DATASET_LICENSE This is the license for the dataset used, which is different from the source code license. Please read the license and use PriMIA and the data only in accordance to its terms.
doc_requirements.txt This is the requirements file to build the documentation. It is normally not needed by the end user.
environment_torch.yml This is the preferred way to install dependencies. See here for more information on setting up dependencies and an environment to run PriMIA.
inference.py This is the entrypoint to perform (encrypted inference) with PriMIA and implements the core logic. If you are interested in the internals of encrypted inference, this is the file you are looking for.
LICENSE This is the license for the source code, which is different from the dataset license. Please read the license and use PriMIA and the data only in accordance to its terms.

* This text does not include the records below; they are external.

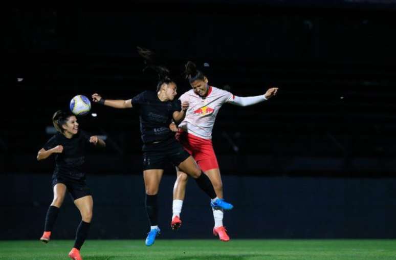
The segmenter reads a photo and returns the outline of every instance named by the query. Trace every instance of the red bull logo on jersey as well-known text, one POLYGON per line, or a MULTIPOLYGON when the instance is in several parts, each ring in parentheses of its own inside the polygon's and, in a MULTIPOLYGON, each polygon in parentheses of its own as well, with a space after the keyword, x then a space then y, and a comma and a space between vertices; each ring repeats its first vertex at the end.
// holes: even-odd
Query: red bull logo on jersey
POLYGON ((213 113, 213 112, 214 112, 214 110, 213 109, 211 109, 209 106, 203 106, 200 109, 195 110, 194 111, 194 114, 195 115, 197 114, 198 115, 205 115, 212 114, 213 113))

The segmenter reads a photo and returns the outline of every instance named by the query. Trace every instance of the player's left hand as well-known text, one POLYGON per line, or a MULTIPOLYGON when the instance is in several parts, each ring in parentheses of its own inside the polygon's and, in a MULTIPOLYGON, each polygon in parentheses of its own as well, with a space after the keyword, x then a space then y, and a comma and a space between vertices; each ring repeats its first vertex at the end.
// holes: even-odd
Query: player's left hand
POLYGON ((187 110, 188 109, 188 106, 190 105, 190 104, 189 104, 188 101, 184 101, 182 104, 182 111, 187 111, 187 110))
POLYGON ((98 141, 99 141, 99 139, 98 138, 98 137, 96 136, 92 136, 90 138, 90 142, 94 144, 96 144, 97 143, 98 143, 98 141))
POLYGON ((170 128, 170 131, 172 132, 177 132, 179 131, 179 127, 173 122, 169 124, 169 128, 170 128))
POLYGON ((268 90, 267 91, 264 96, 266 97, 266 99, 268 99, 274 96, 276 96, 276 94, 278 93, 278 88, 271 88, 271 89, 268 89, 268 90))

Makefile This file contains a large amount of pre-made recipes which can make (pun intended) your life much easier. See here for how to use these recipes.

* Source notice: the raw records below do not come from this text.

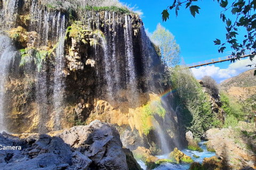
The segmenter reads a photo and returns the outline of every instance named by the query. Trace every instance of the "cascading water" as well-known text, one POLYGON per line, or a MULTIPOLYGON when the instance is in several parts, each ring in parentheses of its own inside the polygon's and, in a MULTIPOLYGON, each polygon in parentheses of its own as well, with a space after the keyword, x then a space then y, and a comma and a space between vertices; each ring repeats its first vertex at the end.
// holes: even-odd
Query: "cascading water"
MULTIPOLYGON (((109 37, 109 32, 108 30, 109 29, 109 25, 110 21, 108 20, 108 12, 105 11, 105 20, 104 20, 104 30, 106 37, 109 37)), ((103 49, 104 52, 104 64, 105 67, 105 78, 107 81, 107 91, 108 95, 108 98, 113 100, 114 97, 114 83, 113 79, 113 75, 111 74, 111 58, 110 54, 109 47, 108 42, 106 39, 101 38, 102 42, 103 49)))
POLYGON ((0 132, 7 131, 5 121, 5 109, 7 107, 5 98, 5 87, 9 74, 9 66, 17 53, 11 45, 9 38, 0 36, 0 132))
MULTIPOLYGON (((44 66, 43 66, 43 69, 44 66)), ((48 132, 46 126, 47 122, 48 107, 47 105, 47 73, 44 71, 38 72, 36 67, 35 72, 37 73, 36 82, 36 103, 37 104, 37 113, 39 115, 39 121, 37 129, 40 134, 48 132)))
POLYGON ((151 45, 149 44, 150 40, 145 31, 144 25, 142 22, 141 22, 141 53, 142 54, 143 74, 146 78, 147 90, 154 91, 154 83, 152 82, 153 76, 151 68, 152 54, 149 49, 151 45))
MULTIPOLYGON (((60 13, 58 16, 60 16, 60 13)), ((54 71, 54 85, 53 87, 53 105, 54 106, 54 126, 55 130, 61 129, 61 118, 60 114, 63 111, 63 105, 64 103, 65 76, 62 70, 65 67, 64 57, 64 42, 65 40, 65 16, 61 16, 61 19, 59 20, 60 26, 58 28, 59 35, 59 44, 56 49, 56 56, 55 58, 55 71, 54 71)), ((58 20, 59 20, 58 16, 58 20)), ((58 22, 59 23, 59 22, 58 22)))
POLYGON ((168 154, 170 152, 169 146, 167 143, 167 140, 165 137, 164 131, 159 124, 155 121, 152 121, 154 126, 156 129, 157 135, 159 138, 159 141, 161 143, 161 150, 164 154, 168 154))
POLYGON ((13 25, 13 21, 16 17, 17 0, 3 0, 5 5, 0 10, 0 24, 4 27, 10 27, 13 25))
POLYGON ((126 84, 128 89, 131 92, 130 96, 131 101, 137 102, 137 84, 136 82, 136 73, 135 72, 134 58, 133 57, 133 51, 132 39, 132 25, 130 16, 125 15, 125 29, 124 29, 125 40, 125 51, 127 61, 127 74, 126 84))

mkdocs.yml This is a configuration file for the documentation. It is normally not needed by the end user
README.md This contains the GitHub readme. It is not needed by the end user.
requirements.txt This is the other (and not preferred) way to install dependencies. See here for more information on setting up dependencies and an environment to run PriMIA.

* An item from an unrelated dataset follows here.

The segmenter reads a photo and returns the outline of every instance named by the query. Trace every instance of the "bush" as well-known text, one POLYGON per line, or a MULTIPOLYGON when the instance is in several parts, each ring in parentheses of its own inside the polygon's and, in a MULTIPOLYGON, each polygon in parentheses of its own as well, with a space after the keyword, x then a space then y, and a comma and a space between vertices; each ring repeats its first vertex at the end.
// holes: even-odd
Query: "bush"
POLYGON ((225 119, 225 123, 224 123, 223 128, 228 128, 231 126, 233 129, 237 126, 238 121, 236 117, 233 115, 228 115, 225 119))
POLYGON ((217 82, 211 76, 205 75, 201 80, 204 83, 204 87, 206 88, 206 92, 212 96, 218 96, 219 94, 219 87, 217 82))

test.py This is the entrypoint to test a trained algorithm on data which is already set up in named folders identical to the ones in our dataset. It is a convenience script to obtain model metrics and does not represent the main use-case for PriMIA.
train.py This is the entrypoint to federated or local model training and contains all the logic of the training loop. If you are interested in how training in PriMIA is carried out, this is the script to look at.